☆ 嘘が孕む矛盾 ☆

井出 薫

 iPS細胞を使用した心筋移植の報道は誤報だった。移植を行ったと主張した森口氏は嘘を吐いたと考えられている。しかし、森口氏が嘘を吐いたと私たちはどうやって判断しているのだろうか。

 嘘の条件は少なくとも二つある。まず、当人の信念と異なることを語ること、これが一つ、もう一つは故意であること、この二つだ。しかし、自分が何を信じているかは自分しか知らず、他人には分からない。「日本の現在の首相は小泉純一郎だ」と言ったら嘘を吐いたと思われるが、当人が本当にそう信じていることは十分にあり得る。その場合、嘘を吐いたことにはならない。間違った考えを持っているだけだ。故意かどうかも本人しか分からない。こうしてみると、嘘かどうかの判断はただ本人だけにできることで、外部が判断することはできないことになる。

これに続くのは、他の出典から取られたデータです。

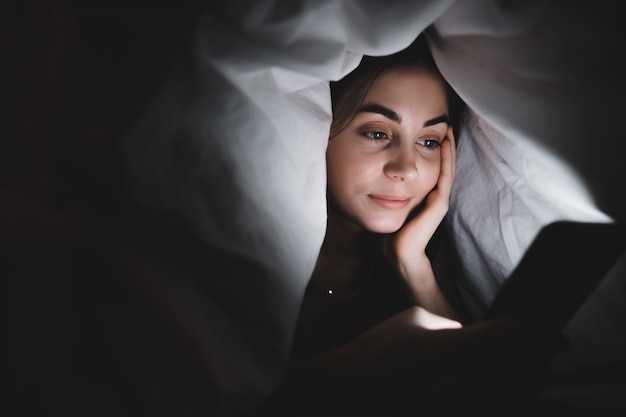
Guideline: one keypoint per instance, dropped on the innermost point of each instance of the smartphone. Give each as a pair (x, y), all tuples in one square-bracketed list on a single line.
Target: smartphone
[(563, 265)]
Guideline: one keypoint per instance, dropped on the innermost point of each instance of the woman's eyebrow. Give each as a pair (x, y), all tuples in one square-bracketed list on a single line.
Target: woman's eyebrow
[(436, 120), (393, 116)]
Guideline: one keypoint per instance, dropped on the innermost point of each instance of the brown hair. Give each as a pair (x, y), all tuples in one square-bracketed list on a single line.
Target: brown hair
[(348, 93)]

 しかし、故意かどうかは刑事罰を与えるかどうかの決定的な要件になる。他人を突き倒して大怪我をさせた時、故意であれば刑事罰の可能性が生じる。故意ではなく、偶然又は不可抗力であれば刑事罰が与えられることはない。裁判で被告が真実を証言する保証はない。故意に突き倒したのに、故意ではなく偶然だと証言するかもしれない。その場合、直ちに無罪が宣告される訳ではなく、状況証拠から故意であるかどうかが判断される。

 裁判では被告が何を信じていたかも重要な論点になる。ドアが開けて入ってきた者が強盗だと信じてバットで殴って重傷を負わせたとしても罪には問われない。しかし妻であることを知りながら殴打したら罪に問われる。だが、ここでも、被告が真実を言う保証はない。それゆえ被告が何を認知したかは状況証拠で決まる。

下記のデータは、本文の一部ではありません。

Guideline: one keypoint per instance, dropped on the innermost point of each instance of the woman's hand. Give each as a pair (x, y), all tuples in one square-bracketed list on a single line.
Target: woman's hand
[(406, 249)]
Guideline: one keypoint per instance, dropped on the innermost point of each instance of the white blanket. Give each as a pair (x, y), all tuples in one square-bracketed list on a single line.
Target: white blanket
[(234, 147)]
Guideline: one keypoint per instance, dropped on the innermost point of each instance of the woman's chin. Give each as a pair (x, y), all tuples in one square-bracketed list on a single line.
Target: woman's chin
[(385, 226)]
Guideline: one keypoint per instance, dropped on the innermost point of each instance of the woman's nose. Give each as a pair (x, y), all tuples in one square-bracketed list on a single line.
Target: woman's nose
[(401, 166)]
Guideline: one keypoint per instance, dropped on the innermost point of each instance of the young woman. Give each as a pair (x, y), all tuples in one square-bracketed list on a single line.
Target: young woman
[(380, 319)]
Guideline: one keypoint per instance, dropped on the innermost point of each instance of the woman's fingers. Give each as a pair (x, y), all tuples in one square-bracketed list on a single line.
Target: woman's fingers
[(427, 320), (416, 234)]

 こうして、「嘘」は、普段私たちが信じている条件とは全く別の基準により判断されることになる。精神的な問題を抱えていない限り、森口氏は嘘を吐いたと誰もが判断する。しかし、明らかに、その判断基準は嘘の条件とは異なる。森口氏が精神的に正常であるにも拘らず、「自分は手術をした」と確信している可能性は否定できない。また、故意ではなく自動的に口から虚偽が語られる可能性もある。その場合は精神的に正常ではないということになるが、外部からは異常な徴候が全く認知されず、嘘を吐いたと判断される可能性も否定できない。

 この矛盾はどこから生じるのか。それは嘘の条件が専ら内的なもの(主観)に依存していることから来る。しかし法廷などでは、証拠とは客観的なものであることが要請される。だから矛盾が生じる。

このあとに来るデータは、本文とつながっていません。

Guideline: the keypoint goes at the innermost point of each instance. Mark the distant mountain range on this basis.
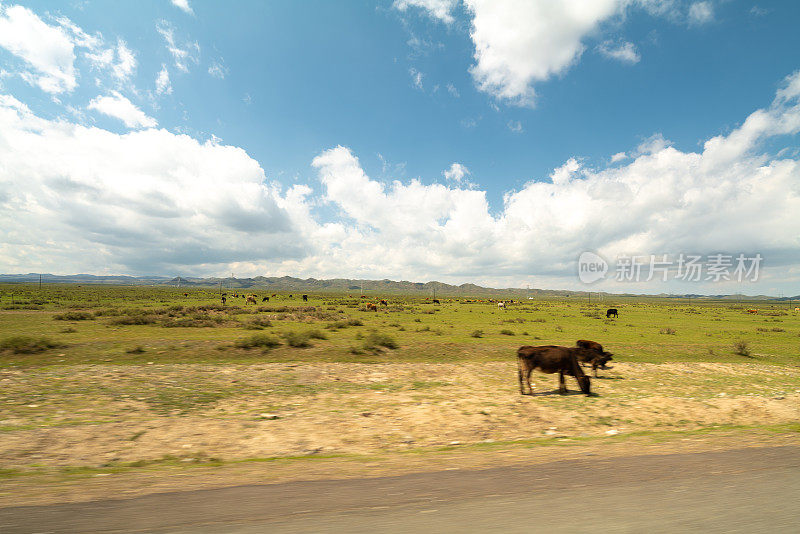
(337, 285)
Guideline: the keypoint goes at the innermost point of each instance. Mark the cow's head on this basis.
(585, 384)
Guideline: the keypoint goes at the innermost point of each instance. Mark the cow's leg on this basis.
(520, 374)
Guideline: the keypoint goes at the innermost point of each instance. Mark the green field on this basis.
(98, 380)
(98, 324)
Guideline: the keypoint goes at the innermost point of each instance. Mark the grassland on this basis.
(113, 377)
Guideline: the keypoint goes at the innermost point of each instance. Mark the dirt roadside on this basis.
(85, 487)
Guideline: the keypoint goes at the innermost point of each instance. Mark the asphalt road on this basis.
(746, 490)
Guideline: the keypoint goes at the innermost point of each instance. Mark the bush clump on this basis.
(74, 316)
(28, 344)
(374, 340)
(742, 348)
(257, 323)
(298, 340)
(265, 341)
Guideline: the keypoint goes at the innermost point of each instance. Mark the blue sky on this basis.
(457, 140)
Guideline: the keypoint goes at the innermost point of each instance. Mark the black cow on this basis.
(592, 352)
(551, 359)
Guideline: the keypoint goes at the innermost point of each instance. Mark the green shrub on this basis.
(742, 348)
(28, 344)
(317, 334)
(257, 323)
(297, 339)
(265, 341)
(74, 316)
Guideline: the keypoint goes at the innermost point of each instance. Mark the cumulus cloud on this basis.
(76, 199)
(119, 107)
(218, 69)
(456, 172)
(79, 198)
(520, 42)
(621, 51)
(416, 78)
(47, 50)
(438, 9)
(515, 126)
(163, 84)
(183, 5)
(701, 13)
(182, 55)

 それでは、嘘の条件を変えればよいのではないか。そうは行かない。確かに嘘の条件は主観に基づく。しかし、それは全ての者にとって共通の条件となる。誰もが嘘を吐いたとき、周囲が嘘に気が付かなくても、自分が嘘を吐いたことは分かっている。それはここで論じた二つの条件が満たされていることを知っているからだ。裁判では客観的な証拠が要請されるとは言っても、客観的な証拠とされるものが、そもそもこの主観的な条件に基づいている。「この状況で、故意ではなかったなどということはありえない。」、「気が付かないはずがない。」こういう客観的とされる証拠は、証拠を提示する各人の(嘘に関する)主観的な条件から導かれる。

 しかし、それでも嘘の主観的な条件と、客観的な証拠との間には乖離がある。それは、客観的には森口氏が嘘を吐いていることが確実であるにも拘らず、主観的条件においては森口氏が嘘を吐いていない可能性を否定できないことから分かる。

 嘘か否かは、裁判だけではなく、あらゆる社会的状況において重要な意義を持つ。首脳会談で一方の国の首相が他国の首相が嘘を吐いていると判断し交渉決裂、戦争突入ということだってあり得る。嘘の条件とその判断基準の矛盾はそれゆえ決して無視できない重要な意味を持つ。そのことは、文学などの芸術において嘘がしばしば主題となっていること、話の展開において嘘が重要な意味を持つことからも明らかになる。真実を言ったのに嘘だと思われ絶望する者、嘘を言って良心の疾しさに悩む者、こういう場面が如何に文学において多いことか。人々は嘘の判断が重大な矛盾を孕むことを感じている。

 「嘘」という概念が孕む矛盾と如何にして折り合っていくかが、私たちの人生の重要な課題となり、同時に社会を円滑に運営していく鍵となる。それゆえ「嘘」は重要な哲学的な主題として私たちの前に現れる。「嘘」から哲学を始めることも決して無駄ではない。